The health of the Earl, shattered by the anxieties and episodes which have been recorded, rendered it necessary that he should seek repose in the south of France. But his ailment was mortal. He breathed his last at Pau, in the month of April, 1820, surrounded by his wife and children, leaving behind him many friends, and numerous admirers of his intellectual qualities and his courage. The Great North-West of to-day is his monument.
The death of its principal Adventurer strengthened, on the part of the Company, the sentiment for peace; and by removing the chief obstacle hastened an amalgamation of interests of the rival traders. None then could nor can now but perceive, if they examine the situation broadly, that the complete annihilation of the North-West Association was a mere matter of time. None recognized this more than their agents in London, who had repeatedly made overtures to Lord Selkirk for amalgamation, but which were by him rejected as often as made.
To Edward Ellice, a leading partner, an enterprising merchant, and a rising parliamentarian, belongs the chief credit of bringing about this union. This young man was the son of Alexander Ellice, a wealthy London merchant, and himself directly interested in the Canadian fur-trade. In 1803, when a lad of but fourteen, young Ellice had gone out to Canada, and animated by a love of adventure, had entered into the life of a trader, under the auspices of his father's friends. Ellice was quick to grasp the tendency of affairs. The terrible struggle of recent years made by the Northmen had told severely upon them.[108]
The partners met at Fort William, in July, 1820, and a stormy session served to reflect their vexed plight.
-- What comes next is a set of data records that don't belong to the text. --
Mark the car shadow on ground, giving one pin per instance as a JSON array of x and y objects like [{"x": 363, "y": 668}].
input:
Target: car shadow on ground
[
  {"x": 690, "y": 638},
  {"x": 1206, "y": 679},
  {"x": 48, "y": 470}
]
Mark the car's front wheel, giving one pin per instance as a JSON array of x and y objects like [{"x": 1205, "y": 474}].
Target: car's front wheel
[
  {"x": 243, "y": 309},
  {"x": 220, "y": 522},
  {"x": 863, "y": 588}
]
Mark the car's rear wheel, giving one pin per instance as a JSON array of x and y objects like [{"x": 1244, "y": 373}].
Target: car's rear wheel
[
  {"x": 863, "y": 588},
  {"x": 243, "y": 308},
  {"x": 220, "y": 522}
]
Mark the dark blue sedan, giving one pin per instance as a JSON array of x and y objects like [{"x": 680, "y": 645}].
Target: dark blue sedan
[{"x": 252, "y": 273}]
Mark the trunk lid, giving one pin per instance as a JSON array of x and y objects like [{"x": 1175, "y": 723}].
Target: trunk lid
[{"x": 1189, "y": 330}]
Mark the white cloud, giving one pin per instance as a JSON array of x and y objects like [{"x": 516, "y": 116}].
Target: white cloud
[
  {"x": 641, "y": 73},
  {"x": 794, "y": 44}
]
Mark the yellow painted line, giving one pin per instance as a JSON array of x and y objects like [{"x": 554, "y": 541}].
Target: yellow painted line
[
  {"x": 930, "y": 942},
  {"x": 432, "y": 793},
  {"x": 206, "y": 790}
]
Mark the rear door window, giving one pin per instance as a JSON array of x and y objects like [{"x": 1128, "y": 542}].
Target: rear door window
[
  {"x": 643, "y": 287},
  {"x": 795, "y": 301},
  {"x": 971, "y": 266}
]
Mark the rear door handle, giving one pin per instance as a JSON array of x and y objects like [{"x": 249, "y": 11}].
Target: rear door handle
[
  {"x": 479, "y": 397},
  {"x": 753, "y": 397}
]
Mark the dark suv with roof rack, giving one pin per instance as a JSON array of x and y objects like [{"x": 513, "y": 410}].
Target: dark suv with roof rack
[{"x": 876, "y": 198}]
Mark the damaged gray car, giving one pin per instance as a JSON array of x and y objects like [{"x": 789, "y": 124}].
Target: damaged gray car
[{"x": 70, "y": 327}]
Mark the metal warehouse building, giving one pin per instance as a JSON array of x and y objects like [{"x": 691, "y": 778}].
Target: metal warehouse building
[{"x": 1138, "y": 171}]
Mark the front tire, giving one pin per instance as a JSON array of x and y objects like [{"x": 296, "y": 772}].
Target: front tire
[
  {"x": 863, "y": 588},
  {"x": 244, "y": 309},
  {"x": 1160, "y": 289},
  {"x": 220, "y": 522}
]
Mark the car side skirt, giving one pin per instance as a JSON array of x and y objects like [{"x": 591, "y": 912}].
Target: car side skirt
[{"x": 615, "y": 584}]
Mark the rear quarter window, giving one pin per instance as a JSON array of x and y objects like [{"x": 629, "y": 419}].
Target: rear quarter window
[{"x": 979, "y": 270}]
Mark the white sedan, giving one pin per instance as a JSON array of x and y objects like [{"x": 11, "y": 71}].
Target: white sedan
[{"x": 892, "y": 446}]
Dissensions exhibited themselves; the minority, at least, felt that in their London agents—Ellice and the McGillivrays—coming to terms with the Hudson's Bay Company, lay their only hope of salvation.
Union of the two Companies.
Without, however, consulting the powers at Fort William, these agents in London were acting on their own account. Conferences with the Chartered Adventurers took place daily. By the time the partnership between the Northmen themselves expired, in 1821, the negotiations had attained the form of an agreement. Delegates had been sent from Fort William to confer with their English representatives as to the future of the interests of the North-West Company. Ellice received them cordially in his office in Mark Lane and showed them an instrument which he called the Deed Poll. This document bore the names of the Governor, Berens, and the Committee of the Honourable Hudson's Bay Company, on the one part, and the McGillivrays and Ellice, on the other. The astonished delegates gazed upon the signed and sealed instrument, and recognized that the North-West Company had ceased to exist. "Amalgamation," cried one of them, "this is not amalgamation, but submersion. We are drowned men."
A coalition and partnership had been agreed upon for twenty-one years, on the basis that each should furnish an equal capital for conducting the trade. This Deed Poll, which bore date of March 26, 1821, provided that the expenses of the establishment should be paid out of the trade, and that no expense of colonization or any commerce not directly relating to the fur-trade, was to fall upon the Company.